WebNovels

Chapter 3 - The Village of Grey Ash

The recruitment truck rumbled like a dying beast, its suspension groaning over potholes that felt like craters. Veles sat squeezed between a shivering girl with dyed red hair and a hulking boy who smelled faintly of vomit. He closed his eyes, trying to sleep away the six-hour drive to the processing center, but sleep only brought the old nightmare.

It was always the same. The cold that bit through his thin jacket. The smell of cordite and damp earth. The relentless, thumping rhythm of artillery in the distance — the heartbeat of a dying country.

He was eight years old again.

"Keep up, Veles. Don't let go of my hand," his mother whispered, her voice tight with a terror she tried to hide for his sake. Her grip was bone-crushing.

They were running through the night, leaving behind the burning silhouette of Kharkiv. His father led the way, carrying two heavy suitcases that held the remnants of their lives. They were headed for the Polish border, a promised land that felt a million miles away.

They had been walking for two days when the shelling got closer. The sky flashed orange, silhouetting the skeletal remains of trees. They needed shelter.

They found the village by accident. It wasn't on their map. It didn't have a name post. It was just a cluster of blackened timber frames and collapsed stone chimneys rising from the snow like broken teeth. Everything was covered in a fine layer of grey ash that muffled their footsteps.

"We'll rest here for an hour," his father said, his breath pluming in the freezing air. "Just an hour."

They found a root cellar beneath the ruins of what might have been a baker's shop. It smelled of rotted potatoes and ancient dirt. His parents huddled together in the corner, whispering frantically about routes and rations.

Young Veles, too wired with adrenaline to sit still, wandered toward the back of the cellar. The darkness there was thicker, heavier.
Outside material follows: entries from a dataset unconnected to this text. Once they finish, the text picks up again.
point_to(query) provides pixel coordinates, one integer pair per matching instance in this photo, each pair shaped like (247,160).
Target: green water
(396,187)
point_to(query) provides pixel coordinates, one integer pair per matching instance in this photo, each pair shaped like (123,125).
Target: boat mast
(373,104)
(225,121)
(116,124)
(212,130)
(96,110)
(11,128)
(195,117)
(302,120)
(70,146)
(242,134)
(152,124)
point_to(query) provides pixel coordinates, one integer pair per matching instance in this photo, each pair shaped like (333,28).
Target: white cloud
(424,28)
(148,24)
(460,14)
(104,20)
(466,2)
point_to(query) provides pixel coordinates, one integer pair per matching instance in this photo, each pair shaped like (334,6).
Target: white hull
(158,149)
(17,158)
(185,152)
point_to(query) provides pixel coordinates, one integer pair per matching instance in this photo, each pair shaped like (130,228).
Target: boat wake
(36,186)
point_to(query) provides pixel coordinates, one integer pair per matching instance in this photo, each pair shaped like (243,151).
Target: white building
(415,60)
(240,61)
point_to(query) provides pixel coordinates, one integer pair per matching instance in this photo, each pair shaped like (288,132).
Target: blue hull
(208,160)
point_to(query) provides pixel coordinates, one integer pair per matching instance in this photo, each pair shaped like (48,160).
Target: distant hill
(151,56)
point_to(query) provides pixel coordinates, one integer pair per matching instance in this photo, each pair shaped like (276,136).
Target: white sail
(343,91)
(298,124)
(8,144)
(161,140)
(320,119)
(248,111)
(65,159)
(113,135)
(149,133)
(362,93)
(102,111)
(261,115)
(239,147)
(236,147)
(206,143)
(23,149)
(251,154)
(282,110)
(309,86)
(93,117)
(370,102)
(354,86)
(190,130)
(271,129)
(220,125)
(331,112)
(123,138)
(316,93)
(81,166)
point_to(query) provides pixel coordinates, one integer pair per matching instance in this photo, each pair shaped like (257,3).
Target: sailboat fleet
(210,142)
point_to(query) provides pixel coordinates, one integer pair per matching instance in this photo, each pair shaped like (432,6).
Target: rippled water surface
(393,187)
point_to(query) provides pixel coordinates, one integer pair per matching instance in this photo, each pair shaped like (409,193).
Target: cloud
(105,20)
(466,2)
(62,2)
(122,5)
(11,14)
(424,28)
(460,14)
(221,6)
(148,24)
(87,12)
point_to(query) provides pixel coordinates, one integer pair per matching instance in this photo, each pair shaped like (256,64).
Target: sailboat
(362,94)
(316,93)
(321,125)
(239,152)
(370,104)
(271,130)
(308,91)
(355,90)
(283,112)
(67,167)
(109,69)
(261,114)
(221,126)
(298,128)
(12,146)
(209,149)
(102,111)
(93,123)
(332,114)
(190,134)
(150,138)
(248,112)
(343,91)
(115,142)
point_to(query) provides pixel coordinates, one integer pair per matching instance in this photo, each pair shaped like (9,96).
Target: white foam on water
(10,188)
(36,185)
He felt it before he saw it. A low hum in the air, vibrating in his teeth. It wasn't mechanical; it felt primal, like the growl of a sleeping predator.

He pushed aside a rotting wooden crate and saw it.

It shouldn't have survived the fires that ravaged the village. It was a totem, maybe two feet tall, carved from wood so dark it seemed to absorb the faint light filtering from above. It didn't look like the Christian icons his grandmother kept. This was older. Rougher.

Carved into the wood was a stern, bearded face crowned with curled horns. Below the face were symbols — runes depicting cattle, grain, and skulls.

Veles knew who it was, though he didn't know how. His grandfather used to tell stories about the old gods, the ones before the churches were built.

Veles. The god of the earth. The guardian of the gateway between the living and the dead.

The totem didn't look inanimate. It looked waiting.

An eight-year-old's curiosity is a dangerous thing, stronger even than fear. Veles reached out. His small fingers brushed against the cold wood of the totem's carved eye.

Zap.

It wasn't an electric shock. It was a cold spike driven straight into his mind. The world tilted. The smell of rotting potatoes vanished, replaced by the scent of deep, damp soil and old blood. A whisper, loud as thunder, echoed in a language he didn't know but somehow understood.

"Veles! What are you doing back there?" his father's voice snapped him back.

Veles jerked his hand away. The totem was just wood again. The hum was gone.

"Nothing, Papa," Veles lied. It was the last lie he would ever tell without pain.

An hour later, they were running again. Two days later, they crossed the border. Three years later, the drunk driver took them away, and Veles was left alone in this only slightly familiar country with a silent System burning a hole in his soul.

A pothole jarred Veles awake. He gasped, tasting the phantom ash on his tongue. He looked at his hand in the dim light of the truck. The invisible tattoo throbbed, a permanent reminder of the contract he didn't remember signing in the village of grey ash.